Tech Doesn’t Teach
Aformer student of mine recently dropped off donuts and a funny note for me at school. The gift was extra special because this was a student who really struggled with the expectations of school. But as I got to know him, I found him to be funny and sweet. With some extra help, he passed the English Regents exam and graduated.
The glazed donuts reminded me that building relationships with students is the most important part of my job. Children learn the most when they feel valued as human beings, when they feel part of a community, when they know we are in this thing called “school” together.
For the past two decades as a high-school English teacher, I have guided students through a multitude of books and writing strategies. I’ve ridden the teacher-assessment wave from tests, to portfolios, back to tests again.
But the heart of my teaching hasn’t changed. I still love class discussions, reading aloud, laughter, decorating my classroom with Charlie Brown comics and writing comments on students’ papers in rainbow-colored flair pens, sometimes with my lame attempts at drawing.

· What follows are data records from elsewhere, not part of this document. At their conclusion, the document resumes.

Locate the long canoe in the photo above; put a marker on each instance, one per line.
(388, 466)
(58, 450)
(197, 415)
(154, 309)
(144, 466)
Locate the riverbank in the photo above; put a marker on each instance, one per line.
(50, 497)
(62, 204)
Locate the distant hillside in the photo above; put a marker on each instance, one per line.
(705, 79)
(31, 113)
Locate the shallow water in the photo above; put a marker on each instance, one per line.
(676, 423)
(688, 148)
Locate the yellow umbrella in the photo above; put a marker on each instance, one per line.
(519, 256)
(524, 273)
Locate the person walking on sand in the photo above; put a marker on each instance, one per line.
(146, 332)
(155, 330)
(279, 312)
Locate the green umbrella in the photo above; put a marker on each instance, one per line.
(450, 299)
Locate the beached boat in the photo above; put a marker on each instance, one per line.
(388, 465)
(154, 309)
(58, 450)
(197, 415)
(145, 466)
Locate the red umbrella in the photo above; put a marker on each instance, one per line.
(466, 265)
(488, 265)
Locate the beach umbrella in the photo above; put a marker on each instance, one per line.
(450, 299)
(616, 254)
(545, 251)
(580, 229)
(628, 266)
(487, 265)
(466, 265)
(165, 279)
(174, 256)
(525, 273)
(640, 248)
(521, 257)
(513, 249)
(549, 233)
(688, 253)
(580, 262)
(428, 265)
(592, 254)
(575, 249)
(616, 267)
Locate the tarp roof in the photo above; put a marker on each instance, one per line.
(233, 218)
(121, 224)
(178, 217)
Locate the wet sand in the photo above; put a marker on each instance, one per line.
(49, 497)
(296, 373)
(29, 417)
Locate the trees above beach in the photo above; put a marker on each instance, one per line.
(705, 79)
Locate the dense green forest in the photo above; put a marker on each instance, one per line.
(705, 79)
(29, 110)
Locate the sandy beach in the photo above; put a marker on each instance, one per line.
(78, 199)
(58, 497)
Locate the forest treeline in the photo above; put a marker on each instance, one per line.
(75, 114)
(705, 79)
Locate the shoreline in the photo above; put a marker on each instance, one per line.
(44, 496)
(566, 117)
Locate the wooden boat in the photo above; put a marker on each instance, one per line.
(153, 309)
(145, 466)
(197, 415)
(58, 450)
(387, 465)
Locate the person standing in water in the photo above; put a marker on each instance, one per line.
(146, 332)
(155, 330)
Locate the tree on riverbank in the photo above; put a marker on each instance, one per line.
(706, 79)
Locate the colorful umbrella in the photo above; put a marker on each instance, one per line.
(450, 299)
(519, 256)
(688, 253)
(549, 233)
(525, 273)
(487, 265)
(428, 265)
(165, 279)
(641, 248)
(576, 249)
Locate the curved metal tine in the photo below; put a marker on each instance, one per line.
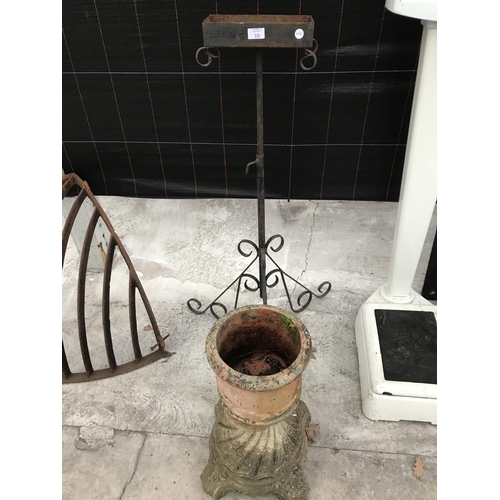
(133, 319)
(106, 323)
(209, 54)
(68, 183)
(147, 305)
(66, 370)
(80, 297)
(214, 302)
(70, 220)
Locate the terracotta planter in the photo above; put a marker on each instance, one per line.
(258, 442)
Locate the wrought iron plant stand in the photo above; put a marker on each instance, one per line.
(260, 32)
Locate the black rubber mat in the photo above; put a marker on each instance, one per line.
(408, 343)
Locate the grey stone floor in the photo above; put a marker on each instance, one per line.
(145, 434)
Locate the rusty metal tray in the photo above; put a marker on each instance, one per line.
(264, 31)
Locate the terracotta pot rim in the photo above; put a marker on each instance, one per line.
(251, 382)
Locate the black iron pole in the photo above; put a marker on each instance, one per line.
(261, 196)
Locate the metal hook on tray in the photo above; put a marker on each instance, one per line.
(210, 55)
(310, 53)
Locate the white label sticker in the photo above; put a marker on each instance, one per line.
(299, 33)
(256, 33)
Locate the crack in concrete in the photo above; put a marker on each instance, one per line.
(308, 248)
(135, 466)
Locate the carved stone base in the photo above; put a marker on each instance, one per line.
(256, 460)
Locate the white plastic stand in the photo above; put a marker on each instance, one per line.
(391, 400)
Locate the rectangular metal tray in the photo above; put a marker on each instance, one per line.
(265, 31)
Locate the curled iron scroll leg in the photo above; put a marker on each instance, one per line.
(310, 53)
(209, 53)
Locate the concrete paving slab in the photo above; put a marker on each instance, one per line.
(187, 248)
(169, 467)
(100, 471)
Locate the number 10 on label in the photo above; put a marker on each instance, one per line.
(256, 33)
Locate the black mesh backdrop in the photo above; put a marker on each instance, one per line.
(142, 118)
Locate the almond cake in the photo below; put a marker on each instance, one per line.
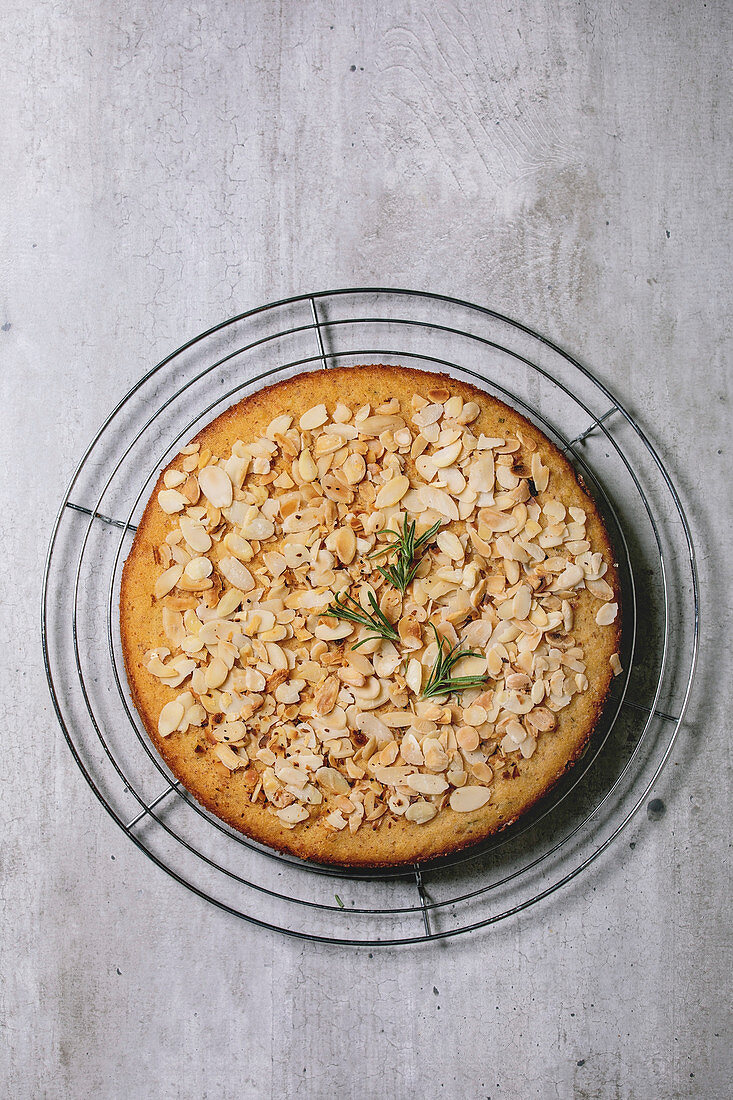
(370, 615)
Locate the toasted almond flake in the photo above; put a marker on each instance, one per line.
(216, 486)
(426, 784)
(216, 673)
(522, 602)
(293, 814)
(539, 473)
(345, 543)
(307, 469)
(542, 718)
(468, 414)
(606, 614)
(482, 771)
(238, 574)
(228, 757)
(420, 812)
(569, 578)
(174, 477)
(239, 547)
(198, 569)
(171, 501)
(438, 501)
(170, 717)
(325, 697)
(392, 492)
(336, 820)
(447, 455)
(450, 545)
(167, 581)
(256, 526)
(466, 799)
(195, 535)
(275, 563)
(354, 469)
(600, 589)
(313, 418)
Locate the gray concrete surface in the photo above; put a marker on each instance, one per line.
(166, 165)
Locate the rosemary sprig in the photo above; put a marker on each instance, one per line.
(440, 681)
(407, 547)
(376, 620)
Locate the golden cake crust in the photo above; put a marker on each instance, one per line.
(517, 784)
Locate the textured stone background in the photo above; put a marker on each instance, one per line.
(166, 165)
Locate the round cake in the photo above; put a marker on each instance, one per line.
(370, 616)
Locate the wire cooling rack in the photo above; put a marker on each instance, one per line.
(582, 815)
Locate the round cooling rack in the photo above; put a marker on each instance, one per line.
(584, 812)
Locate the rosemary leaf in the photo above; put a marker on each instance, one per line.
(404, 543)
(347, 607)
(440, 681)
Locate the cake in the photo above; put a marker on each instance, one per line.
(370, 616)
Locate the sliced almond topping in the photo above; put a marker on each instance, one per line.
(167, 581)
(542, 718)
(170, 717)
(345, 543)
(447, 455)
(393, 492)
(353, 469)
(171, 501)
(420, 812)
(236, 573)
(307, 468)
(466, 799)
(426, 784)
(600, 589)
(293, 814)
(314, 418)
(216, 486)
(606, 614)
(346, 728)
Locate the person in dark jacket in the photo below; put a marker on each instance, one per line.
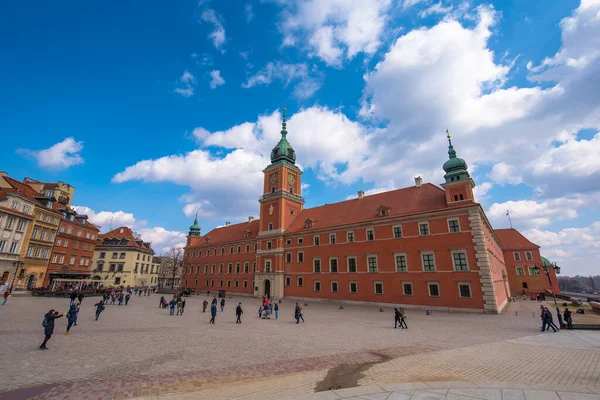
(99, 308)
(238, 313)
(49, 326)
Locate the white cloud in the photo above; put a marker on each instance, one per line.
(216, 79)
(62, 155)
(189, 83)
(218, 34)
(335, 28)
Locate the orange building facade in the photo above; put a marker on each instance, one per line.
(421, 246)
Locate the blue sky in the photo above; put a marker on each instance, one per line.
(155, 109)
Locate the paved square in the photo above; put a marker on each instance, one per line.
(140, 350)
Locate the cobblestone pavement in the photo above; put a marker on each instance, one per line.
(141, 351)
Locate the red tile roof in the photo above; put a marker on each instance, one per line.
(231, 233)
(401, 202)
(512, 239)
(124, 232)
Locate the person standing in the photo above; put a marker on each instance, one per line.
(99, 308)
(238, 313)
(213, 312)
(48, 325)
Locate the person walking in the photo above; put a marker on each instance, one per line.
(48, 324)
(568, 318)
(72, 317)
(238, 313)
(213, 313)
(99, 308)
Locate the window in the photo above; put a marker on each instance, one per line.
(464, 290)
(317, 265)
(398, 231)
(351, 264)
(453, 226)
(372, 263)
(460, 261)
(428, 262)
(401, 263)
(333, 265)
(434, 289)
(370, 234)
(353, 287)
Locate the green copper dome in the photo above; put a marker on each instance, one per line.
(455, 167)
(283, 151)
(195, 229)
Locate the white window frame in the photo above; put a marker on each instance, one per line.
(396, 261)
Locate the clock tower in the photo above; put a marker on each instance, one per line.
(280, 204)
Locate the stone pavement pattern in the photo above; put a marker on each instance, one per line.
(141, 351)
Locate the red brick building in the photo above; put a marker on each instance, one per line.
(418, 246)
(520, 257)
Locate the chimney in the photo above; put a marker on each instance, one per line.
(418, 181)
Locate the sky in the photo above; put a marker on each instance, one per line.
(154, 110)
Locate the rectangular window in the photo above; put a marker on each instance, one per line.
(453, 226)
(353, 287)
(351, 264)
(334, 286)
(464, 290)
(370, 234)
(372, 263)
(398, 231)
(333, 267)
(401, 263)
(434, 289)
(460, 261)
(316, 265)
(428, 262)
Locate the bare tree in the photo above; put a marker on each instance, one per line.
(173, 264)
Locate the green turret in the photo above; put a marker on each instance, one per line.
(283, 151)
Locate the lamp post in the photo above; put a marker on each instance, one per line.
(546, 269)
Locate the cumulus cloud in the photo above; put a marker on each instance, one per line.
(62, 155)
(216, 79)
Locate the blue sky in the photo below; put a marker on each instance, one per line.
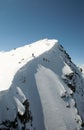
(26, 21)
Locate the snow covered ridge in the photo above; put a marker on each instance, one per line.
(40, 89)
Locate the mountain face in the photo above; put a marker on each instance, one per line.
(40, 89)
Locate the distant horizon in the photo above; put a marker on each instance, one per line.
(25, 22)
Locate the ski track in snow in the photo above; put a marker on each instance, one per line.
(35, 72)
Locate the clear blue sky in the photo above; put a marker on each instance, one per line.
(26, 21)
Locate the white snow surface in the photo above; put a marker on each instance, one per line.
(35, 72)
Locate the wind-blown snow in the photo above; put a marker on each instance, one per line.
(36, 73)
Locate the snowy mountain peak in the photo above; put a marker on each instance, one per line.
(41, 89)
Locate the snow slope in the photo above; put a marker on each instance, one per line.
(32, 83)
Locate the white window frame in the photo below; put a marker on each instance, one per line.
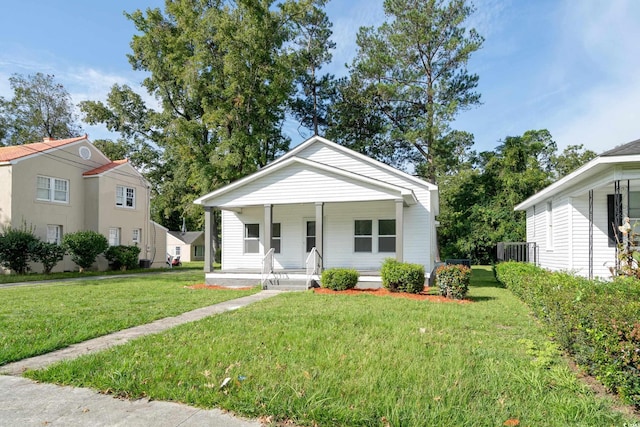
(362, 237)
(249, 240)
(54, 233)
(114, 236)
(549, 215)
(276, 239)
(136, 236)
(387, 236)
(53, 188)
(125, 197)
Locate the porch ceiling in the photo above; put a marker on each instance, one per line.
(298, 180)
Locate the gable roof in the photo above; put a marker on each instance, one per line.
(627, 149)
(15, 152)
(406, 193)
(104, 168)
(625, 154)
(188, 237)
(318, 139)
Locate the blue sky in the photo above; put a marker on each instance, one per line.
(569, 66)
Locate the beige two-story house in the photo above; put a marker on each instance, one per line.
(63, 186)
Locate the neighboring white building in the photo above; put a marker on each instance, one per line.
(64, 186)
(189, 246)
(355, 212)
(575, 220)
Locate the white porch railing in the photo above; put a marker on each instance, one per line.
(313, 266)
(267, 268)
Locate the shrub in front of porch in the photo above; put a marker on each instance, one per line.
(453, 280)
(402, 276)
(339, 279)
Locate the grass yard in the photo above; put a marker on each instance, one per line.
(357, 361)
(36, 319)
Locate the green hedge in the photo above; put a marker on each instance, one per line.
(453, 280)
(123, 257)
(339, 279)
(402, 276)
(597, 322)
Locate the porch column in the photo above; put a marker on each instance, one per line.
(320, 231)
(399, 229)
(208, 234)
(268, 227)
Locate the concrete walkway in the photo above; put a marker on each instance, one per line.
(27, 403)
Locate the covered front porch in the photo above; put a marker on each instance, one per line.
(292, 243)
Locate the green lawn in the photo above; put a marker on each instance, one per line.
(36, 319)
(36, 277)
(357, 360)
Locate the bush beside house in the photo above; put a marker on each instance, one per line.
(597, 322)
(402, 276)
(84, 247)
(123, 257)
(453, 280)
(339, 279)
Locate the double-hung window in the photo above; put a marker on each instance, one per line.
(386, 235)
(54, 234)
(251, 238)
(125, 197)
(52, 189)
(114, 236)
(363, 239)
(135, 236)
(275, 237)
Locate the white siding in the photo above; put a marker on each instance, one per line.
(571, 235)
(303, 185)
(322, 153)
(339, 219)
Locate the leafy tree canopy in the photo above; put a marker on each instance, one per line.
(40, 108)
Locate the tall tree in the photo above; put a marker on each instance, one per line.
(417, 65)
(315, 90)
(40, 107)
(223, 73)
(571, 158)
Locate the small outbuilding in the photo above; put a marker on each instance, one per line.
(575, 222)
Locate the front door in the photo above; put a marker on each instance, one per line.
(309, 237)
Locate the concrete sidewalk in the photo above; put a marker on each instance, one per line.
(27, 403)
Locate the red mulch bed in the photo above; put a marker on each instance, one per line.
(203, 286)
(424, 295)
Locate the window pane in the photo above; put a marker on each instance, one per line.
(275, 244)
(386, 244)
(363, 227)
(251, 246)
(252, 231)
(634, 204)
(311, 243)
(387, 227)
(131, 196)
(43, 188)
(311, 228)
(363, 244)
(60, 193)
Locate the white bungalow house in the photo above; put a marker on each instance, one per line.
(321, 205)
(574, 221)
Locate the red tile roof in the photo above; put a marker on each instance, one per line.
(104, 168)
(14, 152)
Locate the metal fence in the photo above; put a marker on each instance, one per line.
(518, 251)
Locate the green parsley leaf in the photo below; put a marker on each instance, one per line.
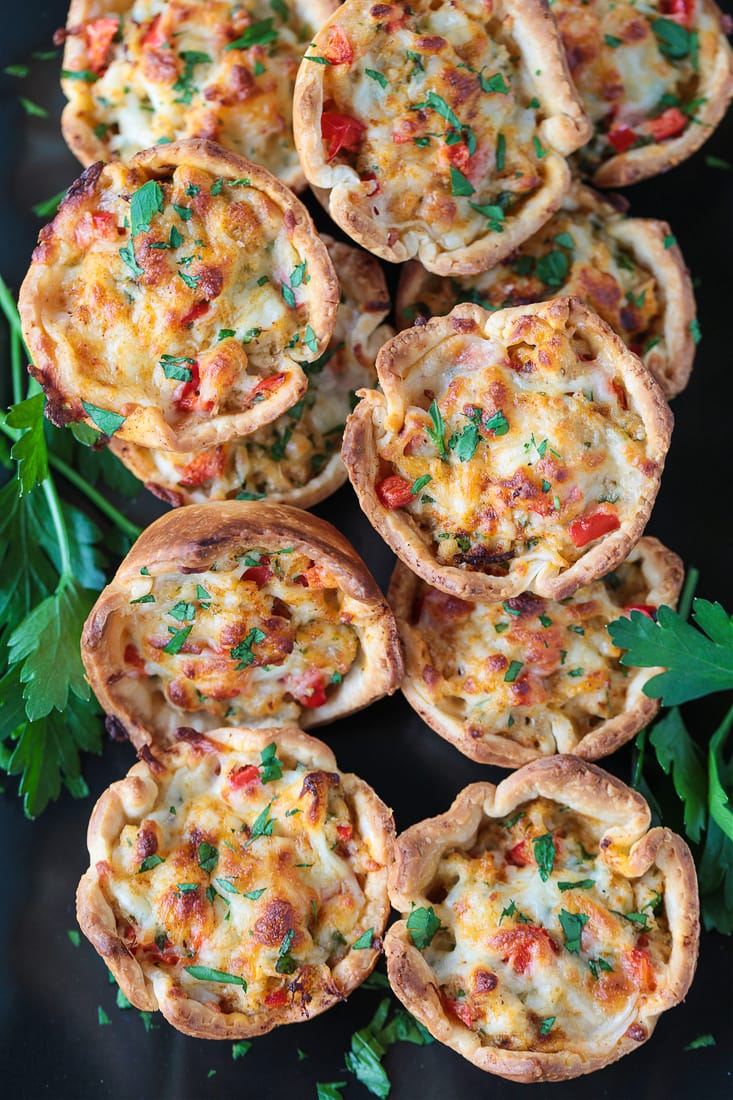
(423, 925)
(459, 184)
(256, 34)
(149, 862)
(545, 853)
(674, 40)
(701, 1042)
(572, 925)
(553, 268)
(698, 661)
(381, 79)
(145, 202)
(206, 974)
(105, 419)
(270, 766)
(437, 432)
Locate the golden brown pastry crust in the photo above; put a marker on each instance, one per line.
(626, 847)
(151, 988)
(663, 572)
(712, 96)
(403, 356)
(188, 540)
(669, 360)
(84, 116)
(364, 303)
(564, 129)
(68, 373)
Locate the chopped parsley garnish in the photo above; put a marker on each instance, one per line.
(105, 419)
(572, 925)
(423, 925)
(380, 77)
(149, 862)
(242, 652)
(513, 671)
(270, 766)
(437, 432)
(145, 202)
(206, 974)
(545, 853)
(256, 34)
(285, 961)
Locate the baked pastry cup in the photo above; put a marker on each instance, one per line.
(138, 74)
(438, 131)
(513, 451)
(171, 292)
(655, 79)
(297, 458)
(238, 881)
(233, 613)
(527, 678)
(544, 928)
(628, 270)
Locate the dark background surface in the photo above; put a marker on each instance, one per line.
(51, 1041)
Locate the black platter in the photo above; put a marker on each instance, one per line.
(52, 1043)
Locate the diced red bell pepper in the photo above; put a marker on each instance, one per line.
(242, 778)
(394, 492)
(622, 138)
(668, 124)
(341, 132)
(99, 35)
(338, 51)
(592, 525)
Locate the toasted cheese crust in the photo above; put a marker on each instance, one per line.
(242, 880)
(239, 614)
(628, 270)
(509, 682)
(505, 446)
(172, 293)
(655, 79)
(160, 70)
(554, 928)
(435, 127)
(295, 459)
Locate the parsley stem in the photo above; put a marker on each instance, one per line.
(59, 525)
(688, 592)
(96, 497)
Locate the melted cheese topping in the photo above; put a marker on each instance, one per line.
(449, 111)
(537, 438)
(186, 316)
(297, 447)
(539, 672)
(505, 966)
(575, 253)
(626, 72)
(172, 73)
(252, 640)
(252, 870)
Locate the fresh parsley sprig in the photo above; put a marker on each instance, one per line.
(51, 569)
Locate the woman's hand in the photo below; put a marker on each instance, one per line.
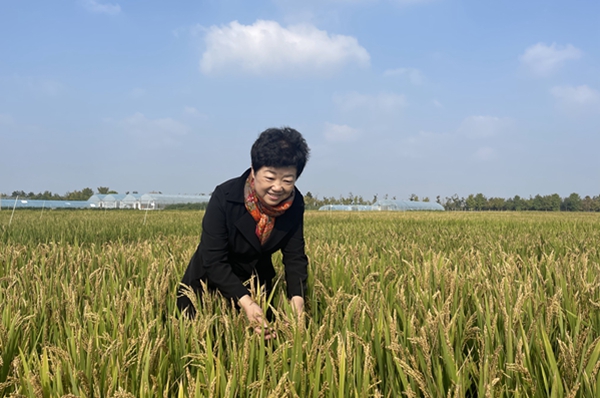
(256, 317)
(297, 303)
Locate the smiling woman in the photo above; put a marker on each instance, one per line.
(249, 218)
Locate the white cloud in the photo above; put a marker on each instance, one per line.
(101, 8)
(580, 95)
(154, 132)
(137, 93)
(266, 48)
(485, 154)
(380, 103)
(576, 100)
(6, 119)
(415, 76)
(484, 126)
(191, 110)
(340, 133)
(544, 60)
(410, 2)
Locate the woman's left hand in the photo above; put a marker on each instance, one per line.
(297, 303)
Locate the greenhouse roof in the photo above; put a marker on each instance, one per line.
(48, 204)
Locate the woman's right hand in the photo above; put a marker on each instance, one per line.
(256, 317)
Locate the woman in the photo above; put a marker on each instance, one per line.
(247, 219)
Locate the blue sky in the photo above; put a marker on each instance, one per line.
(432, 97)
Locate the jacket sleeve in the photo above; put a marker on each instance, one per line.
(296, 262)
(215, 249)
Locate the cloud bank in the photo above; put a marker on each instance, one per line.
(415, 76)
(484, 126)
(340, 133)
(543, 60)
(101, 8)
(266, 48)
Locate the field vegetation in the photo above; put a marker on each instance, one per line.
(400, 304)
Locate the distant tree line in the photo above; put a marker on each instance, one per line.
(84, 194)
(477, 202)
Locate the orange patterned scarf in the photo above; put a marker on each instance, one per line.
(263, 214)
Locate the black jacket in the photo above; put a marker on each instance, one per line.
(230, 252)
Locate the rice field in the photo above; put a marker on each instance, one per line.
(400, 305)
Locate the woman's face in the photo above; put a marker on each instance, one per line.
(274, 184)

To my younger colleagues and administrators, I’m a bit of an anachronism. Districts today are investing the majority of their time, money and faith in technology. If you walk the halls of a school today, you will often find quiet classrooms, where students are engaged in solo work on computers. Grading and teacher-student communication happen through comments typed onto a student’s document, and group work occurs silently in the virtual world.
Proponents point out that technology is now central to nearly every workplace. True enough. But kids are already experts at using computers: They spend the majority of their free time on devices. And whatever apps and programs we “teach” them to use today will undoubtedly be outdated by the time they enter the work world.
Computers are tools, not teachers. Besides, as any Silicon Valley executive will tell you, computers are designed to be super user-friendly, so where’s the skill? And what other skills are being neglected and lost in the technology craze?
How will students learn to work collaboratively if they are always working alone? When will they hear from peers with different perspectives, cultures and passions? How will they learn to share their beliefs respectfully?
Teaching has always been more than disseminating information or honing academic skills. Good teaching is mentoring, motivating and listening. The most meaningful learning occurs when students are engaged with their teacher and each other.
It also seems a bitter irony that in an age when teen depression is at a historic high, up 52 percent in the last 10 years, according to the National Institute of Health, we are substituting computers for human interaction. Historically, teachers have been a bridge to connect students with much needed social and emotional support, but that only happens when the teacher knows the student, and if the student trusts the teacher.
In this disembodied age of teaching, how long will it be before teachers disappear altogether? How long before the cost-effectiveness of online classes becomes the norm? And what happens to children when one of the last actual, in-person communities available to them disappears?
In an increasingly lonely world, where kids spend so much time virtually existing on social media, school must remain an interpersonal experience. It requires a lot more of a teacher to get to know students and extend their concern and humanity. Truthfully, it’s exhausting, but that connection is what matters most and what kids remember the most.
Teaching has always been about helping kids. Today, they need help learning how to put the computers and phones away for a while, and participate in life.
No app or device will ever be as glorious, confounding or inspiring as the person sitting next to you. In an increasingly detached and isolating world, teachers need to be present to remind kids that no matter what they are struggling with, math or literature or sadness, they are never facing it alone.